C’est une semaine à part. Où beaucoup ont le sentiment de « jouer leur vie » quand cela n’est pas forcément qu’un sentiment. Ils sont déchus du DP World Tour, méritants des circuits satellites, conquérants des phases 1 et 2 des Q-School, amateurs en quête d’un métier ou desperados du monde professionnel. Cent cinquante-six hommes cette semaine-là, sur les deux tracés catalans de l’Infinitum Golf, dont treize Français plus ou moins repentis. Pendant six jours, chacune de ces âmes joue avec l’objectif d’accéder à la première division européenne. Un sésame qui a un prix : 2800 euros pour tenter sa chance, plus la résilience pour y arriver. Seuls les 25 premiers et ex aequo du classement en auront la possession au terme du sixième jour de compétition. Mais une longue épopée n’est rien sans grand obstacle. Alors au quatrième tour, un gouffre se présente : un cut ne laissant traverser que 70 élus vers les portes de leur paradis.

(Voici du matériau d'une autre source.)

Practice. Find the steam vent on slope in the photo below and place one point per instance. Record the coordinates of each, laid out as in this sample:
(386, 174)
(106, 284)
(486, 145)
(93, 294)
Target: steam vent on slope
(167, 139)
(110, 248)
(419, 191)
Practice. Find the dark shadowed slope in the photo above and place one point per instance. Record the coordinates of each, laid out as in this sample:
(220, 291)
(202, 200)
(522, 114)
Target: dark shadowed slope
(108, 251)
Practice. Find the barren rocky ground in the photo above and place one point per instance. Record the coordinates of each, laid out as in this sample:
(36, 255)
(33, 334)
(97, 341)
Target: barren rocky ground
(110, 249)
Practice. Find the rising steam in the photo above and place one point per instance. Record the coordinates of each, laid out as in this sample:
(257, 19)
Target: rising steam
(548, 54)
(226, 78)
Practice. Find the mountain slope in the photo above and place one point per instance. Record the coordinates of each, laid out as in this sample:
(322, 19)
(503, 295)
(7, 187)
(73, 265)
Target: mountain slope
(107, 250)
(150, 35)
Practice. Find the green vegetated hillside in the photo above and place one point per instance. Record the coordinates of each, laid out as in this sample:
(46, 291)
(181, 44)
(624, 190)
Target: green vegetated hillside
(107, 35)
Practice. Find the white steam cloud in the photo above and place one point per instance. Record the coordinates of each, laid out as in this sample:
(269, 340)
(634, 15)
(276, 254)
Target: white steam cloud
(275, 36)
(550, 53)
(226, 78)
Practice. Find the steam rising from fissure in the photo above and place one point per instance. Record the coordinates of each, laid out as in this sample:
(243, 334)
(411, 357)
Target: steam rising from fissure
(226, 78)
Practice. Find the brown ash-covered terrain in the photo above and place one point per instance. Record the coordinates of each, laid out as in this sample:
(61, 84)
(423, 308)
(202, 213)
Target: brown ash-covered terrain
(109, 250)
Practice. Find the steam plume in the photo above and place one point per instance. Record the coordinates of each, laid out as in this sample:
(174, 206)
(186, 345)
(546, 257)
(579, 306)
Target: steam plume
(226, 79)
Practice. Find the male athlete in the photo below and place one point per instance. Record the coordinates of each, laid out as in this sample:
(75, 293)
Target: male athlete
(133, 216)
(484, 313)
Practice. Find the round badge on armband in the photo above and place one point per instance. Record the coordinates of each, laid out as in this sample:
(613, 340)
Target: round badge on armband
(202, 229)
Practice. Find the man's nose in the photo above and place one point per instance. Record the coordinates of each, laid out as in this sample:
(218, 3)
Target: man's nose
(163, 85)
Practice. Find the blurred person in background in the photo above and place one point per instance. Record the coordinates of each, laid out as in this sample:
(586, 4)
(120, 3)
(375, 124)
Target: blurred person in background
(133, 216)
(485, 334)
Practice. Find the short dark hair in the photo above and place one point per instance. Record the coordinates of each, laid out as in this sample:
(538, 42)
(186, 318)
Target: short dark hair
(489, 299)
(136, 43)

C’est à la veille de ce lundi maudit que l’atmosphère se charge de quelques bars supplémentaires. Le lendemain, la moitié du champ engagé dans le tournoi repartira bredouille. Les uns avec le droit de jeu qu’ils étaient venu améliorer, les autres avec une relégation au plus bas des strates professionnelles. Une réalité qui se matérialise davantage à 24 heures du couperet, parfois à la surprise des joueurs. Car à force de se répéter qu’il reste « beaucoup de golf à jouer », on en vient à oublier que la première échéance est déjà là. Mais chez les kinésithérapeutes de la maison France - un appartement où trônent deux tables au milieu d’un salon sur fond de Méditerranée - l’ambiance est à la décompression. Pour Damien Grison et Sébastien Vivé, ostéopathe et kinésithérapeute missionnés par la ffgolf, le travail à la chaîne démarre. Tandis que Pineau et Giboudot se font traiter, Bourdy, Guichard et Sciot-Siegrist attendent leur tour. « En fait, on a donné rendez-vous 16 h 30 à tout le monde », plaisantent les deux soigneurs. Puis un débrief s’installe. « Ils sont comment les drapeaux sur le Lakes ? » demande Giboudot à Pineau. « Plus faciles qu’hier », répond l’autre. « Et au 6, tu as tapé quoi ? - Un fer. » Tout information est bonne à prendre. Là est d’ailleurs le comble : dans une maison France qui unit le temps d’un soin les treize Tricolores en lice, chacun joue finalement pour son propre compte. « C’est vrai que, pour moi, c’est totalement différent d’un tournoi du Tour européen, raconte David Ravetto. Ici, je n’ai dîné avec aucun Français, j’étais au lit à 21 heures. Je saluais tout le monde, bien sûr, mais j’étais de mon côté tout le temps. Ce qui ne veut pas dire que je ne les soutiens pas, mais il fallait m’éviter un maximum de diversions. » Car ils le savent. Installés dans un canapé de facture et allongés sur la table des « doc », le lendemain, à cette même heure, tous ne seront pas dans les 70 premiers. Tous ne l’ont pas été.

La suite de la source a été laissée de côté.